Cyber Monday is just days away and cybercriminals are preparing for it like an athlete would for Super Bowl Sunday, one security professional said.
“The number of people that are going to be online Monday with their credit cards sitting next to their keyboard is really a numbers game,” Paul Judge, co-founder and chief technology officer of web security firm Purewire, told SCMagazineUS.com on Wednesday.
“Cyber Monday” is the cyber-equivalent of “Black Friday” in the brick-and-mortar world. It occurs Dec. 1, the Monday after Thanksgiving -- one of the biggest online shopping days of the year.
In preparation for the event, cybercriminals are registering new domain names, purchasing advertisement space and creating user profiles on social networking and e-commerce sites to host malicious content and lure users into clicking on it, Judge said.
Attackers will be creating fake e-commerce sites hoping users will voluntarily hand over their information, a socially engineered cyberattack, as opposed to more elaborate, technical methods in a cybercriminal's arsenal.
“With a fake commerce site, you don't need to steal a user's information, they will hand it over to you,” Judge said.
Derek Manky, security researcher for Fortinet, provider of unified threat management security, warned users of “too-good-to-be-true” spam advertisements designed to lure bargain shoppers.
Researchers at Marshall8e6's threat labs are also expecting threats that prey on shoppers' need for a good deal because of the economy.
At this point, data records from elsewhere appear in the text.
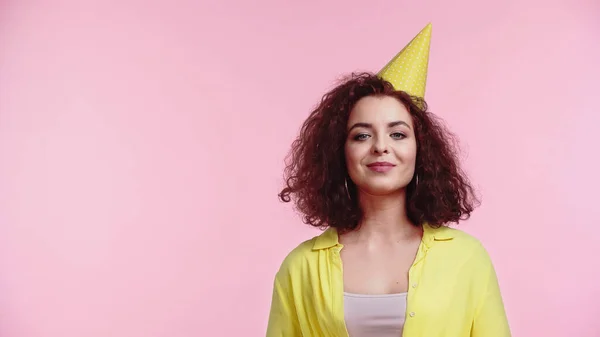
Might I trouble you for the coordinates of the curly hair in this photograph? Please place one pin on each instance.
(317, 178)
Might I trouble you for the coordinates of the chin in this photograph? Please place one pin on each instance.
(382, 189)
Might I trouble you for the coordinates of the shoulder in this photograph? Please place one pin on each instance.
(460, 246)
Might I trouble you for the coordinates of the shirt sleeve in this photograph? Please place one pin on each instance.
(490, 317)
(283, 320)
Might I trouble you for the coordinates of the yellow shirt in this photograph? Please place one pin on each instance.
(453, 290)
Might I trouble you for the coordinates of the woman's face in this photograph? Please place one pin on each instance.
(381, 148)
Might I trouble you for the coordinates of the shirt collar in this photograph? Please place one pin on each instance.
(329, 238)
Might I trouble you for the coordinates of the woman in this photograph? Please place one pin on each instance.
(380, 173)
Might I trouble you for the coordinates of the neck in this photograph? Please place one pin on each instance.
(385, 218)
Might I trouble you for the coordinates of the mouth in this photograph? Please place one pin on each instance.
(381, 166)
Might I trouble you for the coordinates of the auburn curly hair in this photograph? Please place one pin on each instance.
(318, 182)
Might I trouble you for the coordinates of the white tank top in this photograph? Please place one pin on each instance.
(374, 315)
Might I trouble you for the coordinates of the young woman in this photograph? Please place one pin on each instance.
(379, 172)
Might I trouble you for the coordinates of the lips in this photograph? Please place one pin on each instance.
(381, 164)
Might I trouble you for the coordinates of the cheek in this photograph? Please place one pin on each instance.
(353, 156)
(408, 154)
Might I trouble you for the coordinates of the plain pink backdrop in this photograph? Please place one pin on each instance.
(142, 147)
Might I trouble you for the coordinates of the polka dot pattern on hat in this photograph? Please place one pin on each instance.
(407, 71)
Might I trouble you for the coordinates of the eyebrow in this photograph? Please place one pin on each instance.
(370, 126)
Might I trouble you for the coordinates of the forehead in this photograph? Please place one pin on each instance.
(379, 109)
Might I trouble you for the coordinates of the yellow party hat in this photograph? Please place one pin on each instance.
(407, 71)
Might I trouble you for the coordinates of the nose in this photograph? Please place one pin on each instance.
(380, 146)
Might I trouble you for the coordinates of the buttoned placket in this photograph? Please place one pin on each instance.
(337, 290)
(414, 277)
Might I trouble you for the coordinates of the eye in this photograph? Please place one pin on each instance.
(361, 136)
(398, 135)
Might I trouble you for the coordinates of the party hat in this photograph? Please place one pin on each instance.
(407, 71)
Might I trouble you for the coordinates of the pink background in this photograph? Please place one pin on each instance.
(142, 144)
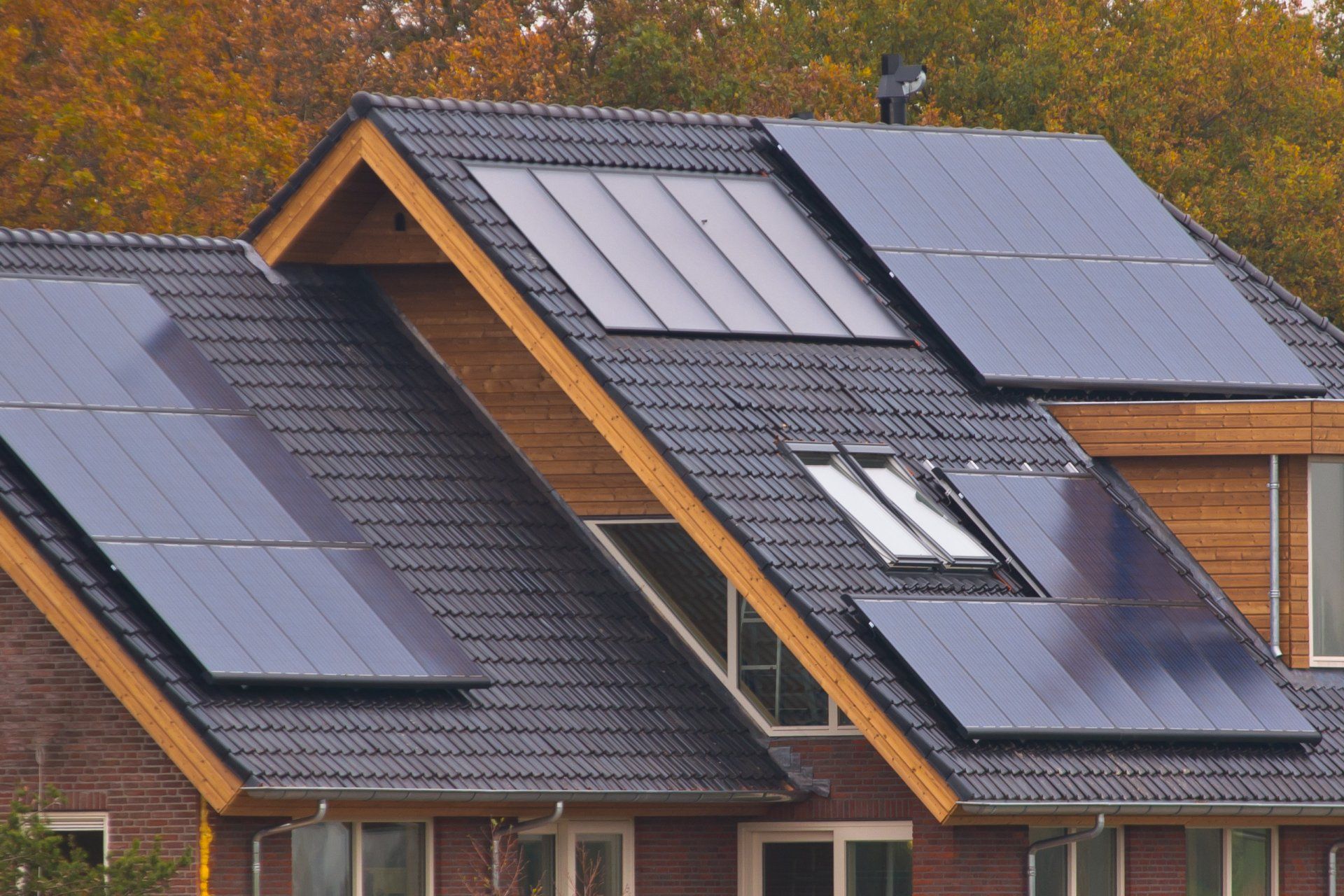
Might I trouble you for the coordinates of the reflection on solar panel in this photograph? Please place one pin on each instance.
(687, 254)
(1053, 668)
(197, 504)
(1044, 260)
(1070, 536)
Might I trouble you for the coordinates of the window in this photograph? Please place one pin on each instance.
(840, 859)
(720, 626)
(882, 500)
(360, 859)
(585, 859)
(1085, 868)
(83, 833)
(1326, 500)
(1231, 862)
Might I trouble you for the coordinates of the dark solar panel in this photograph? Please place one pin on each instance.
(195, 503)
(1054, 668)
(1044, 260)
(687, 254)
(1070, 536)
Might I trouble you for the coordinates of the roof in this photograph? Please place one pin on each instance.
(718, 409)
(588, 694)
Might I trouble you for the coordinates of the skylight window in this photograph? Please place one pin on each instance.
(882, 501)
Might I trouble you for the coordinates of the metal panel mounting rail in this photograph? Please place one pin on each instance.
(1044, 260)
(160, 463)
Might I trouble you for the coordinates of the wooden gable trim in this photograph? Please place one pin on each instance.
(1159, 429)
(77, 624)
(365, 143)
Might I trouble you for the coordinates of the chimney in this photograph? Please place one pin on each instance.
(898, 83)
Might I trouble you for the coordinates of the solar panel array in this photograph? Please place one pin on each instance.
(687, 254)
(1044, 260)
(195, 503)
(1070, 536)
(1051, 669)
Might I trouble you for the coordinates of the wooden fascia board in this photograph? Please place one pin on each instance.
(365, 143)
(118, 669)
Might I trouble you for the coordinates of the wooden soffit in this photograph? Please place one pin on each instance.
(365, 144)
(1156, 429)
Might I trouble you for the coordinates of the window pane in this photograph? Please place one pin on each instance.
(797, 869)
(1051, 864)
(597, 865)
(321, 860)
(1250, 862)
(889, 533)
(682, 574)
(1203, 862)
(1327, 561)
(393, 856)
(1096, 869)
(774, 678)
(537, 855)
(878, 868)
(88, 844)
(930, 517)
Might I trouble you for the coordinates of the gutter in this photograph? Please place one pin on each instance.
(1175, 808)
(413, 794)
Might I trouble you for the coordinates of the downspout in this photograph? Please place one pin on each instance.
(280, 830)
(1273, 556)
(1058, 841)
(504, 830)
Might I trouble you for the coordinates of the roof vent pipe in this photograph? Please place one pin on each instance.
(1058, 841)
(898, 83)
(280, 830)
(504, 830)
(1273, 556)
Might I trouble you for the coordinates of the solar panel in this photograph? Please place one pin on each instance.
(1070, 536)
(197, 504)
(1082, 669)
(1044, 260)
(687, 254)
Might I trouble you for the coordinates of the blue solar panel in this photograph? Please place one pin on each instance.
(1086, 669)
(687, 254)
(1044, 260)
(1070, 536)
(195, 503)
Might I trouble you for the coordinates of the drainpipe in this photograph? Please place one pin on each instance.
(1058, 841)
(1273, 555)
(504, 830)
(280, 830)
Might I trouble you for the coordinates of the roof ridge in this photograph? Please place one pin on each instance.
(363, 101)
(120, 239)
(1234, 257)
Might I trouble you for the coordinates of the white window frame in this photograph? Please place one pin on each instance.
(1327, 662)
(566, 843)
(1072, 865)
(356, 848)
(727, 675)
(753, 836)
(1227, 855)
(77, 822)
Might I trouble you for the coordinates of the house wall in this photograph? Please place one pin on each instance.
(523, 399)
(94, 751)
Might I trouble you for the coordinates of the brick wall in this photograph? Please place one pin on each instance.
(96, 752)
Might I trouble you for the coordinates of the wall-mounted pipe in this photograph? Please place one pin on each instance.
(1273, 556)
(1063, 840)
(280, 830)
(504, 830)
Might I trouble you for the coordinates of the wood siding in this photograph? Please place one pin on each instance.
(523, 399)
(1219, 510)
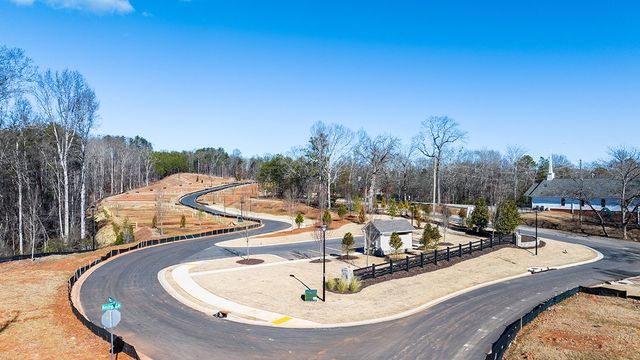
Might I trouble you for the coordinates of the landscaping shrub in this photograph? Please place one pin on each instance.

Threats will likely come in the form of phishing emails with fake coupons in them and posts to message boards with malicious links, Mark Parker, senior product manager at Marshal8e6, told SCMagazineUS.com on Wednesday.
When chasing the better deal online, users should not compromise the quality of the vendor, experts said. The safest route is to stick with reputable brands and vendors.
A survey released last week, conducted by St. Bernard Software, found that 36 percent of the 200 respondents expect to shop online while at work this holiday season.
Enterprises should remind employees to use good practices when shopping on the internet, have a solution in place to block malicious code and phishing emails, run reports and monitor user activity, Parker said.
Judge said organizations should have an anti-virus solution in place that scans web traffic, not just one that runs on a mail server or an individual's computer. Enterprises without the proper security measures in place should consider locking down access to personal sites until the network is better safeguarded, he added.